Cars are fitted with a receiving pad can be charged via a magnetic field created using an advanced version of the Inductive Power Transfer (IPT) technology commonly found in electric toothbrushes. Electricity can be transferred over gaps as large as 400mm, meaning that recharging pads could feasibly be fitted beneath asphalt roads. Poor parkers can position their vehicles 250mm either side of the pad, which would then power up the car overnight without drivers having to remember to plug it in.

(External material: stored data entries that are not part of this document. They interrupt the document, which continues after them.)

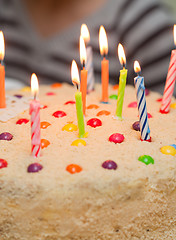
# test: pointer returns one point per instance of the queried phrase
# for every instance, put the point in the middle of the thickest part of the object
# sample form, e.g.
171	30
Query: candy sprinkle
146	159
34	167
78	142
3	163
116	138
73	168
110	165
168	150
94	122
6	136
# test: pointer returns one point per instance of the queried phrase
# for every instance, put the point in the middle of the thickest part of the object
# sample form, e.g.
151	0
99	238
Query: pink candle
35	119
170	81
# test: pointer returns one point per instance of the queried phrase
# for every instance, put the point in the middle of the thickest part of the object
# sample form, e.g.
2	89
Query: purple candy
18	95
147	92
136	126
109	164
34	167
6	136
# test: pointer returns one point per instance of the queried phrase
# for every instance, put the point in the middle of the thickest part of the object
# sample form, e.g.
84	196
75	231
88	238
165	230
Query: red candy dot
22	120
44	125
69	102
93	106
3	163
50	93
116	138
159	100
59	114
94	122
132	105
44	143
73	168
103	112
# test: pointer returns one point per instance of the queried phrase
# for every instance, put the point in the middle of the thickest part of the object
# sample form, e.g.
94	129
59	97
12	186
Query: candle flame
34	84
83	55
2	46
137	67
85	33
121	53
103	41
74	73
175	34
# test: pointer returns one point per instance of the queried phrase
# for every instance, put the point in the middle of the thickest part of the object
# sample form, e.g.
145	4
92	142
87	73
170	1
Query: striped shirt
143	27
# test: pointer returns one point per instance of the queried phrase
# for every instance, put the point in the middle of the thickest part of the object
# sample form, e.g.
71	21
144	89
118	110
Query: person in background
42	36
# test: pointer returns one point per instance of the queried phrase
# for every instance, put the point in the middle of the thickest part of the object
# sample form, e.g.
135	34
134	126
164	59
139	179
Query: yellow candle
103	42
122	82
2	72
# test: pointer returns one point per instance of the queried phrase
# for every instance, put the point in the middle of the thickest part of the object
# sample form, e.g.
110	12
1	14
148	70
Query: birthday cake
110	185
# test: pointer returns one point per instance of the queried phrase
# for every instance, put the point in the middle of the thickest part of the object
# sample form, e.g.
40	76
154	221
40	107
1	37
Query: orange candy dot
115	87
44	143
93	106
103	112
44	125
56	85
73	168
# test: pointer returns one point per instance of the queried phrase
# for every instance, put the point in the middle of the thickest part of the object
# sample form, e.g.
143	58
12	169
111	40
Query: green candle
80	117
122	81
121	91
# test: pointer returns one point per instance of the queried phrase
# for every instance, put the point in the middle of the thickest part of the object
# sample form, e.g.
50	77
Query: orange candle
83	87
103	42
2	72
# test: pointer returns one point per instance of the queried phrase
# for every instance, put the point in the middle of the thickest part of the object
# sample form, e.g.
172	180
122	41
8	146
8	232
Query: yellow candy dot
173	105
26	89
168	150
78	142
70	127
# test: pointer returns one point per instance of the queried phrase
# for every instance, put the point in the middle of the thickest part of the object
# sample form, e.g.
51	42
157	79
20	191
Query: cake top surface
60	153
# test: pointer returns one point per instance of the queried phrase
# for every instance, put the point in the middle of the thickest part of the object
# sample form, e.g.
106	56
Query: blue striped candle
142	108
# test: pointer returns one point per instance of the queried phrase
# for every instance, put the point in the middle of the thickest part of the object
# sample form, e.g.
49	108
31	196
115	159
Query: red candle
83	87
170	81
35	119
103	42
2	72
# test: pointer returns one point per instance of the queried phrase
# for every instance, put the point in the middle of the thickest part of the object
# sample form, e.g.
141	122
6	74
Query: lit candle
122	81
35	118
142	108
103	43
83	58
89	63
170	81
2	72
78	98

According to HaloIPT, pilot systems have been successfully tested on buses in Italy and Holland and do not cost any more than the plug-in equivalent. HaloIPT’s chief executive Dr Anthony Thomson said the company now aims to build a commercial-scale demonstration system by 2012. “This technology works in the bathroom, it works in the kitchen – we’re saying it can work in your garage,” he said at the UK launch of the technology last night. However, he added that in the longer term the range of the magnetic field meant it would be possible to place a series of pads under roads, allowing electric vehicles to refuel while on the move.

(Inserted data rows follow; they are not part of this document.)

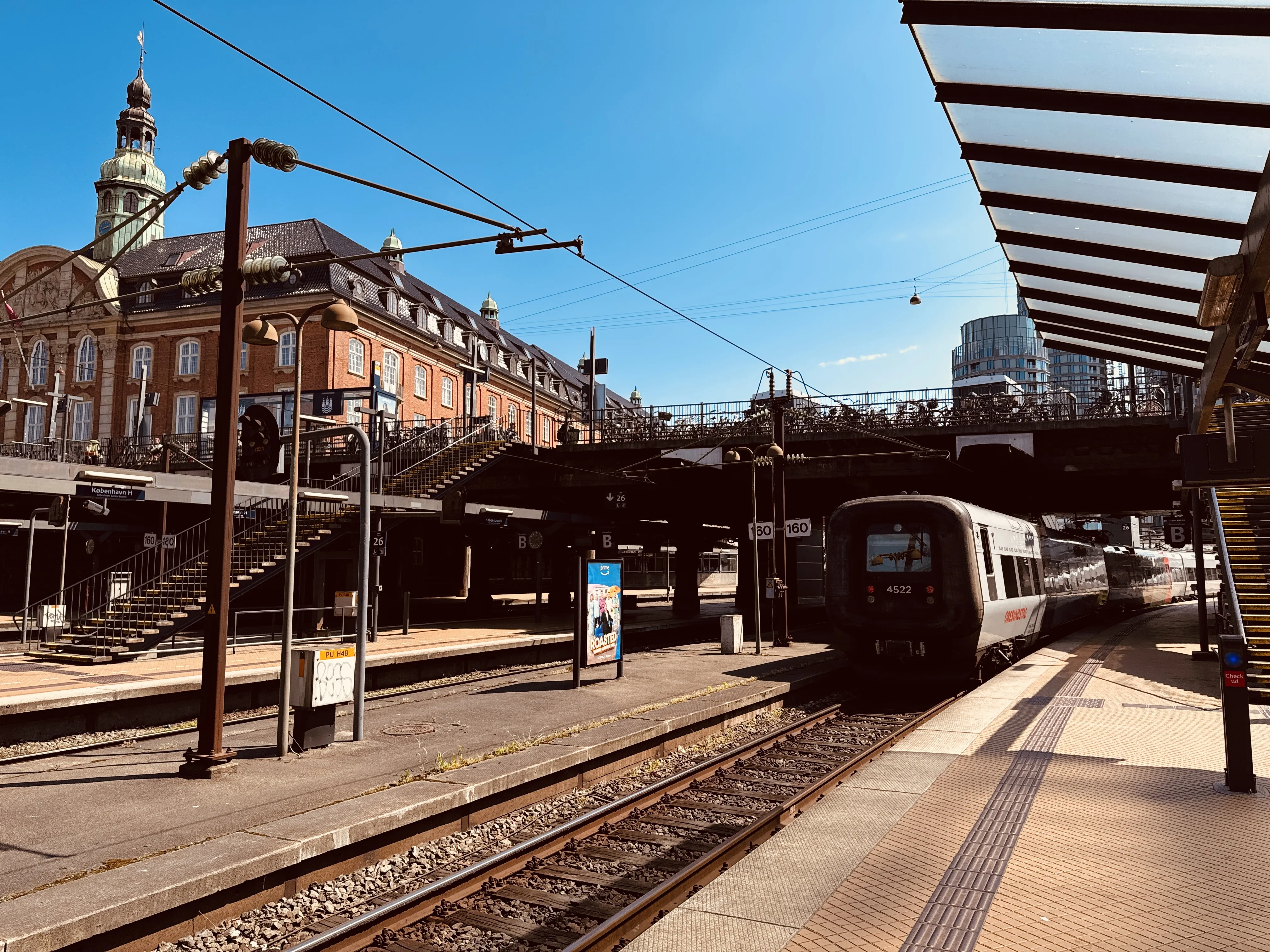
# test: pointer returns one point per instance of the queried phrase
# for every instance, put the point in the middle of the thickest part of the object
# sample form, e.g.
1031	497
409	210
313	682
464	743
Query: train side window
1025	577
1008	575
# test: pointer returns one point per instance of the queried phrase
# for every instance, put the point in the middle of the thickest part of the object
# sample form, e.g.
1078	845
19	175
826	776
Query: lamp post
733	456
336	316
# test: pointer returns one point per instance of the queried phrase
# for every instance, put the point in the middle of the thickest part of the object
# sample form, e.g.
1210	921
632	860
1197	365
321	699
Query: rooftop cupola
392	249
130	179
489	309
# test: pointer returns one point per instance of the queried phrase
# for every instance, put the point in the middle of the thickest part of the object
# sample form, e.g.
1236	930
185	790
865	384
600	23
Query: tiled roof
303	241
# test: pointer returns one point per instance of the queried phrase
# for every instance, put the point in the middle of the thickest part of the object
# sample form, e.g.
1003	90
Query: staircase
443	470
1245	516
118	619
146	600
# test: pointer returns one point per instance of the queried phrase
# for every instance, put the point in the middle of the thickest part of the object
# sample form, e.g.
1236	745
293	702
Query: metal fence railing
892	411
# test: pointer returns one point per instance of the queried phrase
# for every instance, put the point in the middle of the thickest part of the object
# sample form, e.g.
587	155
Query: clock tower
130	179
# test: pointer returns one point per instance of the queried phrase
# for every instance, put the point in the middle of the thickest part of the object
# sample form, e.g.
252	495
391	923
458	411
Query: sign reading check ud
603	616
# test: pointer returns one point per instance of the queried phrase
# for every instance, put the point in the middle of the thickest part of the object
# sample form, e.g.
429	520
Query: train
938	589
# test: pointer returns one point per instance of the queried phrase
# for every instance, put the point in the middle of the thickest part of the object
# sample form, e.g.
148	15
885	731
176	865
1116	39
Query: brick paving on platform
1126	846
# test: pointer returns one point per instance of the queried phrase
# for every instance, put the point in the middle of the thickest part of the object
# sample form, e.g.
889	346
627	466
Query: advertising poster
603	622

Potentially, this could extend the range of electrical cars far beyond the 100-mile limit currently experienced by most electric vehicles. It would also allow designers to decrease the size of the battery, reducing the weight of the car and leading to improved performance.
“By energising lanes you can reduce batteries to the point where the car just needs to get from your home to the highway,” Thomson said. “This resembles a shift to mobile phones and WiFi – we’re making it easier, simpler and safer to own and charge an electric vehicle.” However, he admitted that persuading car manufacturers of the benefits of the new technology would be crucial to its adoption, predicting that a large coalition of companies would be required to build the infrastructure necessary for dynamic charging.
Even so, David Martell, chief executive of the Electric Car Corporation from UK, predicted the technology could inspire a huge uptake in EVs.